Why the Impact Can Be Large Even on a Small Scale
This year’s support is limited to up to nine companies, with a maximum of KRW 30 million per company, so in quantitative terms it may not appear to be a large-scale industrial policy measure. However, this kind of support is likely to be more effective when targeted at companies with concrete development candidates and clearly identified patent issues, rather than being spread thinly across a broad range of recipients. Moreover, the MFDS has continued similar support since 2016 and states that it has supported 104 projects involving 61 companies to date. The agency has also explained that, among participating companies, there have been cases in which firms secured first generic exclusivity and similar outcomes through patent challenges. As a policy measure, it may not be flashy, but from a practical standpoint it is highly well-conceived support.
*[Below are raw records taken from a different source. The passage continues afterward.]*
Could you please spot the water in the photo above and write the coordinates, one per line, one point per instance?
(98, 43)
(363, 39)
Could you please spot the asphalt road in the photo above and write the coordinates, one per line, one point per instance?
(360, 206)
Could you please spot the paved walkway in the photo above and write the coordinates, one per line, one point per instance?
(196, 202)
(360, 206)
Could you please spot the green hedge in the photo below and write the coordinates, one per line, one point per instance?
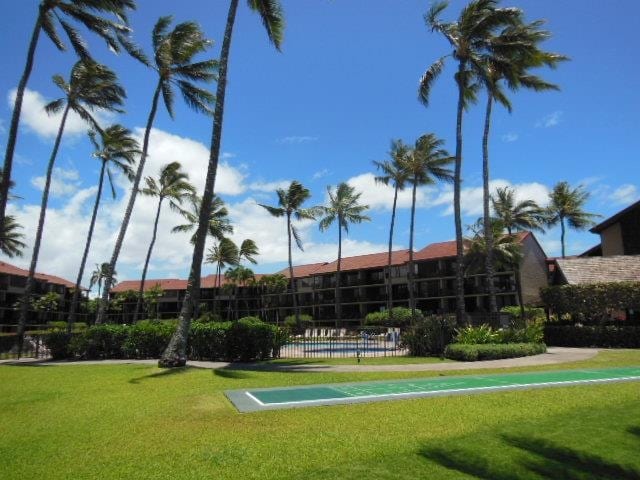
(592, 302)
(592, 336)
(492, 351)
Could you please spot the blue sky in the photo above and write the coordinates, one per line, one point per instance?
(320, 112)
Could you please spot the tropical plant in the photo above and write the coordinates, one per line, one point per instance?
(392, 172)
(566, 206)
(91, 87)
(272, 18)
(343, 209)
(424, 164)
(290, 206)
(117, 150)
(172, 185)
(114, 32)
(517, 215)
(470, 37)
(174, 52)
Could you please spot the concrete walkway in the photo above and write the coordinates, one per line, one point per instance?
(553, 356)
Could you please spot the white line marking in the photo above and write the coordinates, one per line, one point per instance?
(456, 390)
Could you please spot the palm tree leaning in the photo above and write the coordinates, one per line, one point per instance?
(114, 32)
(174, 52)
(424, 164)
(272, 18)
(515, 52)
(118, 150)
(469, 37)
(566, 207)
(343, 209)
(290, 206)
(394, 173)
(172, 185)
(91, 86)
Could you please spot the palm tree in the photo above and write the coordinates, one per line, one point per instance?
(290, 206)
(272, 18)
(118, 150)
(394, 173)
(566, 205)
(219, 223)
(172, 185)
(470, 38)
(115, 33)
(173, 54)
(425, 164)
(517, 216)
(91, 86)
(11, 243)
(343, 209)
(515, 51)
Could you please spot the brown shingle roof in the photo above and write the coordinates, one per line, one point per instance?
(617, 268)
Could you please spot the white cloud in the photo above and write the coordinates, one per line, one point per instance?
(624, 194)
(510, 137)
(35, 118)
(296, 139)
(550, 120)
(63, 182)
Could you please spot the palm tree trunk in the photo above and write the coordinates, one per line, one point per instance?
(294, 293)
(457, 181)
(132, 200)
(338, 293)
(26, 297)
(15, 117)
(146, 262)
(175, 353)
(412, 300)
(389, 284)
(488, 230)
(85, 254)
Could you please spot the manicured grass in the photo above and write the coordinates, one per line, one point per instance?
(135, 421)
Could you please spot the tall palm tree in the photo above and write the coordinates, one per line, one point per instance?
(470, 39)
(392, 172)
(343, 209)
(11, 243)
(174, 52)
(272, 18)
(425, 164)
(515, 52)
(117, 150)
(290, 206)
(219, 223)
(172, 185)
(91, 86)
(566, 206)
(516, 216)
(114, 32)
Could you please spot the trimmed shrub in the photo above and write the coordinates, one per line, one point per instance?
(400, 316)
(592, 336)
(492, 351)
(429, 336)
(148, 338)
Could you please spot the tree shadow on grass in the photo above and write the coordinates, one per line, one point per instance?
(162, 373)
(545, 459)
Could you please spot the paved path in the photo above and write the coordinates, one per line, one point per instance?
(553, 356)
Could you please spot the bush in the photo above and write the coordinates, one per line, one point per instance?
(592, 336)
(400, 316)
(490, 351)
(99, 342)
(428, 336)
(148, 338)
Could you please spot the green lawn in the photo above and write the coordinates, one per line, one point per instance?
(135, 421)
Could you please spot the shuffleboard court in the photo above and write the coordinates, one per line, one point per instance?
(340, 393)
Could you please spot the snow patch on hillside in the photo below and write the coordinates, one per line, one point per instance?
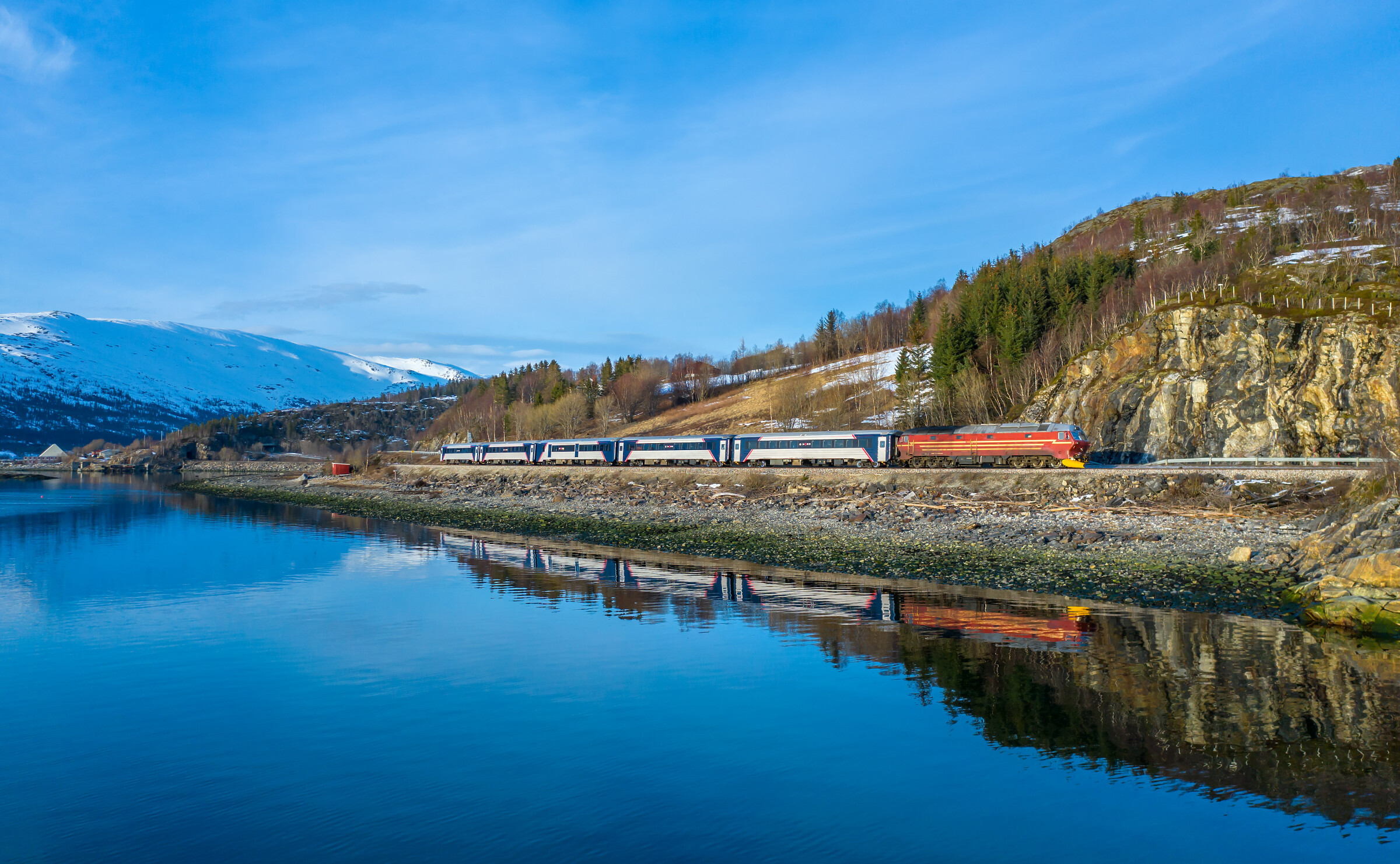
(62, 373)
(425, 367)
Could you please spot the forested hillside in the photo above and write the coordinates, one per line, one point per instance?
(986, 346)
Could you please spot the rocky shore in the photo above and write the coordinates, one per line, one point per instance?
(1149, 539)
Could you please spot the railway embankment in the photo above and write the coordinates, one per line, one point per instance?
(1220, 540)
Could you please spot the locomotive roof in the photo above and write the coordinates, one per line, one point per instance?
(992, 429)
(816, 433)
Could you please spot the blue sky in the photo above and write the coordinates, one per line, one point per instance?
(489, 184)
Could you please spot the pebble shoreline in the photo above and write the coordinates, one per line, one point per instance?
(992, 531)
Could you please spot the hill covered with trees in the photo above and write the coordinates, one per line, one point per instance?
(989, 346)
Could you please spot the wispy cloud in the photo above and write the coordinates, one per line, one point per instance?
(317, 297)
(275, 331)
(32, 54)
(474, 350)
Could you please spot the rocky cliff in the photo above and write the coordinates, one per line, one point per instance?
(1230, 381)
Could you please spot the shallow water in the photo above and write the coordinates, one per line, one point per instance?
(200, 679)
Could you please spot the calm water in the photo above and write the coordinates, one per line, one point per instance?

A Changing Role for the Regulatory Authority
This news also shows that the role of the regulator is no longer limited to being an administrative body that reviews safety and efficacy. Of course, the MFDS’s core mission is to ensure the safety of pharmaceuticals. In practice, however, it is increasingly incorporating into its support programs the very IP strategies needed to bring competitive products to market. This means that pharmaceutical policy does not end with regulatory approval review alone. No matter how promising a generic drug candidate may be, it cannot reach the market if it cannot overcome patent barriers. Conversely, strengthening the ability to deal with patents can itself function both as industrial policy and as access policy.
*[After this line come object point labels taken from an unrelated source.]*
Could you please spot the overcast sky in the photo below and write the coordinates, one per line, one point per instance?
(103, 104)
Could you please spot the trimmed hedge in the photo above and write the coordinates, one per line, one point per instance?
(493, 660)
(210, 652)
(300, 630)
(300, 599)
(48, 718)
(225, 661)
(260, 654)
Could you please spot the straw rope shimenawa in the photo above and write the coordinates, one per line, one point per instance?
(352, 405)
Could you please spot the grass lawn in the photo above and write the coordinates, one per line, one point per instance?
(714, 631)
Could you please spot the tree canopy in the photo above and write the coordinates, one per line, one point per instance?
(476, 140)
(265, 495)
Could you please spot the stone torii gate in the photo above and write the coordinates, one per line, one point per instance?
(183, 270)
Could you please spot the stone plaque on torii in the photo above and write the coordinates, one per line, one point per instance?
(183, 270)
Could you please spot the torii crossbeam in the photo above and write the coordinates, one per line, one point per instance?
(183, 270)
Implications from a Japanese Perspective
In Japan as well, stable supply of generic drugs and broader adoption of biosimilars have become important policy issues. Yet the discussion tends to focus on manufacturing systems, quality control, drug pricing, and measures to address supply instability. Those issues are certainly important, but Korea’s latest move is notable because it directs policy resources toward building capabilities at the starting point of competition: how to read patents and how to challenge them. That is an important implication. The competitive environment for generic drugs is shaped not only by approval systems and pricing systems, but also by practical capabilities in dealing with intellectual property.
Conclusion
At first glance, this new MFDS support measure may look like just another public call for small and mid-sized pharmaceutical companies, but in fact it carries broader significance. What lies behind it is a policy judgment that enhancing the competitiveness of generic and improved drugs requires not only R&D funding, but also support for the intellectual strategies needed to overcome patent barriers. In the pharmaceutical industry, patents are rights to be protected, but they are also market-entry barriers to be overcome. Korea appears to be acknowledging that reality head-on and seeking to equip smaller companies with the capacity to challenge it.